La procédure de la dation s’effectue en plusieurs étapes :

  • L’offre par un héritier d’une ou plusieurs œuvres à l’état, en précisant leur nature et leur valeur. C’est la Direction générale des finances qui instruit la demande des héritiers ;
  • Un avis d’une commission interministérielle pour la conservation du patrimoine artistique national et du ministre compétent (souvent le ministre de la Culture) ;
  • Une décision finale d’agrément de la part du ministre de l’Économie et des Finances après consultation des avis sur la pertinence de la transaction.

Malgré son apparente simplicité, la dation en paiement est plus complexe qu’elle n’y paraît.

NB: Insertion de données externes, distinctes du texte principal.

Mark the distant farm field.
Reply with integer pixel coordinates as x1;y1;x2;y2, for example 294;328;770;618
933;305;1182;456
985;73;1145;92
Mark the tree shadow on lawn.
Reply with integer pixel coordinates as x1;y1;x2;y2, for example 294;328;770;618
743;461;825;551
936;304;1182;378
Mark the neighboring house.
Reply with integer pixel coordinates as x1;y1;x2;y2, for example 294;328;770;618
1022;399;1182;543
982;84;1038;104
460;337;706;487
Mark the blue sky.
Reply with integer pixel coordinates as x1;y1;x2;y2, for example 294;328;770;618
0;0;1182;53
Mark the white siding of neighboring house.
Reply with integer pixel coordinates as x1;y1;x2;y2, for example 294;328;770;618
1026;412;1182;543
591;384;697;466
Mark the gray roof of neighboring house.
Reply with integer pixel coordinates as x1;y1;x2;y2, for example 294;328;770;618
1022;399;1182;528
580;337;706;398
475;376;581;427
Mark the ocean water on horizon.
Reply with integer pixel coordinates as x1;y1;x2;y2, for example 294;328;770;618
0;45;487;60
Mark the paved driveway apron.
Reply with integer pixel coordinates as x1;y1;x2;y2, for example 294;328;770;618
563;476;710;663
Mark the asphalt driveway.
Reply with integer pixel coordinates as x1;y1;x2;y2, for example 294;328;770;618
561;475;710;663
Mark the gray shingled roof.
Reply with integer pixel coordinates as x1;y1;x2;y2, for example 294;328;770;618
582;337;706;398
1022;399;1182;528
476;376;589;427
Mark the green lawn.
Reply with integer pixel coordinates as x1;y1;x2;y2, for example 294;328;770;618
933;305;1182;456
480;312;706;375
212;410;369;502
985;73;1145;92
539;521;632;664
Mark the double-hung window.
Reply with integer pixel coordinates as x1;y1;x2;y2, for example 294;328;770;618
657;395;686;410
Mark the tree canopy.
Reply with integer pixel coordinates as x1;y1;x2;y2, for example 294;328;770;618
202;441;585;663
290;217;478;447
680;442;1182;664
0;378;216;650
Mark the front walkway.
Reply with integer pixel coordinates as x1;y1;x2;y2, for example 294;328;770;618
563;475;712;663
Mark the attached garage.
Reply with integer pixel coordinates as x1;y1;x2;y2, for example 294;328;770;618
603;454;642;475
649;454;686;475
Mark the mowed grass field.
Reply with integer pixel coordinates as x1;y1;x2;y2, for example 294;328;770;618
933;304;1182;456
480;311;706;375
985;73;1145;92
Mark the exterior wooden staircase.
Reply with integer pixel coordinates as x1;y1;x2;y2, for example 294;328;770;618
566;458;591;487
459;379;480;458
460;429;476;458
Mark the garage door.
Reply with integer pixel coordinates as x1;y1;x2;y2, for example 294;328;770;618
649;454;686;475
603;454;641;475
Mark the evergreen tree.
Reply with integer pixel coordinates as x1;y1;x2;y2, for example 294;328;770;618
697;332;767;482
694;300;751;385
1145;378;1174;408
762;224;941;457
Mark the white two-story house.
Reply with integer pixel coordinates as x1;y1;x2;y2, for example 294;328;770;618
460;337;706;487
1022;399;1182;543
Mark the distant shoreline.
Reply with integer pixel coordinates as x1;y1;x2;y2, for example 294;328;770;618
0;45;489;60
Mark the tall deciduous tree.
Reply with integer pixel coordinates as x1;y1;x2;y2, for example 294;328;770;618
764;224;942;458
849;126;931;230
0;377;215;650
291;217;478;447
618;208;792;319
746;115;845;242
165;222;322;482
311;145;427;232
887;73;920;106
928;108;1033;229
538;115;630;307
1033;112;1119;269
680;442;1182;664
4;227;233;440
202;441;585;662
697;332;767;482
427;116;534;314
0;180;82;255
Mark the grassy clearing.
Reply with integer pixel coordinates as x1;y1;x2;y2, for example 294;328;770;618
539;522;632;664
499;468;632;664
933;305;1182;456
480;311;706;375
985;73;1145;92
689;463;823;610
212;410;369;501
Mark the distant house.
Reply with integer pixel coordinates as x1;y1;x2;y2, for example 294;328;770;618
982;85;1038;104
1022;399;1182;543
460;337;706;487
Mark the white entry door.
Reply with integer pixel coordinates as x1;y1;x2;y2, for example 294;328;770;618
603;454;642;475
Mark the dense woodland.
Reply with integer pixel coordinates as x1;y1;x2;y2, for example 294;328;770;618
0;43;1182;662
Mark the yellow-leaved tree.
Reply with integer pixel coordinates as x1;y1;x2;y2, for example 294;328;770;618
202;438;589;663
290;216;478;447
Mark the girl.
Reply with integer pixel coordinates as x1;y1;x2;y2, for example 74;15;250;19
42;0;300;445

Les héritiers ou légataires tentés par cette alternative ont donc tout intérêt à bien se renseigner sur marché de l’art pour :

  • Étudier la faisabilité de la demande ;
  • Désigner un expert chargé d’évaluer l’œuvre ;
  • Entamer les négociations avec le ministère de la Culture et des Finances ;
  • Procéder à toutes les démarches, jusqu’à l’agrément de la transaction par le ministre de l’Économie et des Finances.

Cela leur permettre d’optimiser la transmission ou la gestion de leur patrimoine pour l’avenir.  

Soyez vigilent ! A chaque stade de la succession, il conviendra d’éviter aux héritiers des sanctions pénales, voire un redressement fiscal, si ces derniers ont dissimulé des œuvres ou suite à une erreur d’évaluation dans la déclaration de succession.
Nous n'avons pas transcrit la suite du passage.